The empirical snowshoe hare data pellets.csv file is a data.frame that contains 1,389 observations of the pellet count response data and covariates to model snowshoe hare (Lepus americanus) microhabitat use. Below is a description of these data:
Response, spatial (study, x_scal, y_scal), temporal (season), offset, and random variables*
- count: Counts of snowshoe hare pellets from 1 m2 circular plots
- study: fixed effect factor variable with two levels ("NB", "WMNF") to account for density differences between study regions
- x_scal: scaled easting (UTM) values
- y_scal: scaled northing (UTM) values
- yr_season: 2022spring is the leaf-off season and 2022fall is the leaf-on season
- days: Number of days that elapsed since the last plot counts were conducted. This was used as an offset in models to account for differences in accumulation that would vary by differing count dates
- stand_id: Identification name of the forested stand where pellets were counted. stand_id was used as a random effect to account for potential autocorrelation of counts of plots that were nested within stands.
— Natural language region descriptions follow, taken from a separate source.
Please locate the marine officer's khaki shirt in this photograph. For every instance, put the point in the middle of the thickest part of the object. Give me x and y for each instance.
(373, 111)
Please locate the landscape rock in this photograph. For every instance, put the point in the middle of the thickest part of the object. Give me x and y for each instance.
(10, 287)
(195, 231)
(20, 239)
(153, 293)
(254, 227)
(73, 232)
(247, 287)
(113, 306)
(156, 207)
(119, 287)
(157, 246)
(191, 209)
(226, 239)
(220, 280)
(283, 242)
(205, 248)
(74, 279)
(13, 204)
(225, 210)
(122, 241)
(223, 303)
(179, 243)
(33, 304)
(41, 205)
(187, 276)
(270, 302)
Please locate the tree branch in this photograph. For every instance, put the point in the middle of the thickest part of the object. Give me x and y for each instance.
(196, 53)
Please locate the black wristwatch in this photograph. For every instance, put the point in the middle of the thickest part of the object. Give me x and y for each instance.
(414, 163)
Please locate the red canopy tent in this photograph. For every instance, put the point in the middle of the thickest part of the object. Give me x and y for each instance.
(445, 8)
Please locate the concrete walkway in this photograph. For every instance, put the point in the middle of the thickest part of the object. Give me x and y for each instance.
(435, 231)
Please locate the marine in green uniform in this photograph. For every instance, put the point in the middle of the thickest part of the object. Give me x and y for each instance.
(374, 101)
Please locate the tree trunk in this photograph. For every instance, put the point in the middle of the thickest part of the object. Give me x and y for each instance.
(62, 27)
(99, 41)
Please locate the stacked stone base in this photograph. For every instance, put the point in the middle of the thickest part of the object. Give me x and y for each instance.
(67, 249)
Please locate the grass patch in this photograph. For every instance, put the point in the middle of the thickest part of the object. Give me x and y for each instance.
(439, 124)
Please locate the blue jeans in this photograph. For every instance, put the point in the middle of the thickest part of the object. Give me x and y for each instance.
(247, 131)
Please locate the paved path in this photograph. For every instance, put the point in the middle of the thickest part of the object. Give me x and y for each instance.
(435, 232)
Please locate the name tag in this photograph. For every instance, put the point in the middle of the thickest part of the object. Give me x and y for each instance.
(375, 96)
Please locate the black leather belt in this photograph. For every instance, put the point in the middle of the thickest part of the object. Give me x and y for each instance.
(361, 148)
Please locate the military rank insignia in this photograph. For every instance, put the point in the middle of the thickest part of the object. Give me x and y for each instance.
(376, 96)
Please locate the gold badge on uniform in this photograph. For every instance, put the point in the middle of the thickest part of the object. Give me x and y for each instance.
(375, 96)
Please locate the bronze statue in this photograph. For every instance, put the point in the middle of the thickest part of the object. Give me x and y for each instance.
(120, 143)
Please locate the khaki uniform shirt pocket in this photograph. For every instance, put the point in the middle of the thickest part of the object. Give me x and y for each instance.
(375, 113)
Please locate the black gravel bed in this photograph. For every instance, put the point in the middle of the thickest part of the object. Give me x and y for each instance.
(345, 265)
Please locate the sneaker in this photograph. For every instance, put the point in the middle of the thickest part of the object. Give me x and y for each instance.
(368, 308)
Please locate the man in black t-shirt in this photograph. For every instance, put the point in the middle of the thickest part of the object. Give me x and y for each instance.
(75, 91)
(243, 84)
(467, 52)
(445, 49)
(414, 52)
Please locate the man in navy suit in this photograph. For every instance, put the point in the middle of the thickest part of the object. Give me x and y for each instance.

Traditional forest metric predictors*
- shrubs_8.5: prevalence of shrubs within 8.5-m radius plot
- shrubs_17: prevalence of shrubs within 17-m radius plot
- saplings_8.5: prevalence of saplings within 8.5-m radius plot
- saplings_17: prevalence of saplings within 17-m radius plot
- closure_8.5: canopy closure of 8.5-m radius plot
- closure_17: canopy closure of 17-m radius plot
Three-dimensional viewshed metric predictors*
- mean_count_8.5: average number of filled voxels between the center of a plot and the plot extent along observation angles within a 8.5-m radius plot
- mean_count_17: average number of filled voxels between the center of a plot and the plot extent along observation angles within a 17-m radius plot
- mean_distance_8.5: average unoccluded distance from plot center for all observation angles within a 8.5-m radius plot
- mean_distance_17: average unoccluded distance from plot center for all observation angles within a 17-m radius plot
- mean_proportion_8.5: proportion of unoccluded observation angles in a hemispherical viewshed within a 8.5-m radius plot
- mean_proportion_17: proportion of unoccluded observation angles in a hemispherical viewshed within a 17-m radius plot
Three-dimensional lacunarity metric predictors*
- L1: distribution of window size 3x3x3; 0.42 m3
- L3: distribution of window size 7x7x7; 5.36 m3
- L5: distribution of window size 11x11x11; 20.80 m3
- L7: distribution of window size 15x15x15; 52.73 m3
- L11: distribution of window size 23x23x23; 190.11 m3
- L15: distribution of window size 31x31x31; 465.48 m3
- L17: distribution of window size 35x35x35; 669.92 m3
- L27: distribution of window size 55x55x55; 2599.61 m3
- L51: distribution of window size 103x103x103; 17073.86 m3
Code/software
The file WLB-2025-01529.R2.Rmd contains code to analyze data using the pellets.csv data described above.
Access information
Data and R code used in this study are available at Dryad (Sirén et al. 2025): [10.5061/dryad.zcrjdfns6](10.5061/dryad.zcrjdfns6). We politely request to be contacted by parties interested in data reuse from the empirical hare study to discuss collaboration.
See materials and methods in 10.1002/wlb3.01529.